Wicked Tribe


lucrezia_icon.gif teo2_icon.gif

Scene Title Wicked Tribe
Synopsis Teo comes to offer the beginning of an explanation to one of very, very few who didn't need to hear one. Paused.
Date June 9, 2009

Village Renaissance Building, Fourth Floor Safehouse

Even in a city that supposedly never sleeps, from time to time there can be obtained an hour or two of something that passes for peace. The wars being waged on the streets cease; everyone seems to have mutually agreed to remain inside for the evening and even the glitter girls and their gremlins do their drinking in the den in lieu of the gutter.

There is an unusual sort of subliminal music that pervades purple predawn moments like this.

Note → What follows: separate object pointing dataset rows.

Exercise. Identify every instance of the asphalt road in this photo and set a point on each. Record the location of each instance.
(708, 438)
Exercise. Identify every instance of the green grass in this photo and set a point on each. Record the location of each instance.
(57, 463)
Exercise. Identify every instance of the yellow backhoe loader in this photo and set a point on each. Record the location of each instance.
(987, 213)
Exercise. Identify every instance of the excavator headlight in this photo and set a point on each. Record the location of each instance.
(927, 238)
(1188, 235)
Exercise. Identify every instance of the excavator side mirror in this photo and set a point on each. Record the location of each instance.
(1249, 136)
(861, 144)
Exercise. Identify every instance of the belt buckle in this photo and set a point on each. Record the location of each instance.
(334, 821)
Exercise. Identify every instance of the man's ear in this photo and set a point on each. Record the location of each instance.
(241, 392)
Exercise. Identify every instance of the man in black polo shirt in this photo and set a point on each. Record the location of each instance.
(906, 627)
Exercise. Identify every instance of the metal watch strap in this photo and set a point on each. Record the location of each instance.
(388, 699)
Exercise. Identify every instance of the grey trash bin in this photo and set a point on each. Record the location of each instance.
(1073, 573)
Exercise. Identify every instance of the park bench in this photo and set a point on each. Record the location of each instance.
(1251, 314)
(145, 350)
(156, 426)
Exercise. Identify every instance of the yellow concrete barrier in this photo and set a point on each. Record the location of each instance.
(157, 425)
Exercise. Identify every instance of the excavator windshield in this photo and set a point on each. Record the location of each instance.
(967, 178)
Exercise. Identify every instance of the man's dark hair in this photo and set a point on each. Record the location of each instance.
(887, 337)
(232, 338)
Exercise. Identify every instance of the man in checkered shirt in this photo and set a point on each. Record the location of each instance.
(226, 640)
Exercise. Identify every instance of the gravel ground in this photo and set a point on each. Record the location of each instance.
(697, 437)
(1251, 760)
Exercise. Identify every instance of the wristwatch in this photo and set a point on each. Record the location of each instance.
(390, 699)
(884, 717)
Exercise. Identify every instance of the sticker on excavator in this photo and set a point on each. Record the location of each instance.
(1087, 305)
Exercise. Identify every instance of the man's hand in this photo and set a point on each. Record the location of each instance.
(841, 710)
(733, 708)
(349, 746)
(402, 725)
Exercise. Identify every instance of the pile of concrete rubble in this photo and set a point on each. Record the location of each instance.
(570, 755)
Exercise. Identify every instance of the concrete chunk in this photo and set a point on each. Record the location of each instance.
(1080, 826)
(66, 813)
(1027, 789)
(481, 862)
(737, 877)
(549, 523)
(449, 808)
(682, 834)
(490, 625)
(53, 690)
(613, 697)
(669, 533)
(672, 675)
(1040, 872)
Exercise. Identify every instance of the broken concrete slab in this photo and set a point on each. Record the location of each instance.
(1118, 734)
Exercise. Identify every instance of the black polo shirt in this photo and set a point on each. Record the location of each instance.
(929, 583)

It finds its way in through open windows and curls around the ears ever so sweetly; it is the song of summer-to-come and the urban jungle is serenaded by beasts it rarely takes the time to recognize — crickets and songbirds harmonizing for all to hear.

Somewhere on the fourth floor of a Greenwich Village apartment building is an exiled foreign national whiling away the hours of the evening by shunning sleep in favor of spiced cigarettes and scripting love letters. Lucrezia is sprawled out languidly in a pose that might appear to be inhumanely uncomfortable at first — head bowed backwards with the almost ashen remains of cancer courted into her lungs still hung between her lips, a few spare pieces of paper in her lap, and an old ink pen currently making the over-under rounds of the fingers on her right hand. Her eyes are closed but, while she may be dreaming, she is not asleep.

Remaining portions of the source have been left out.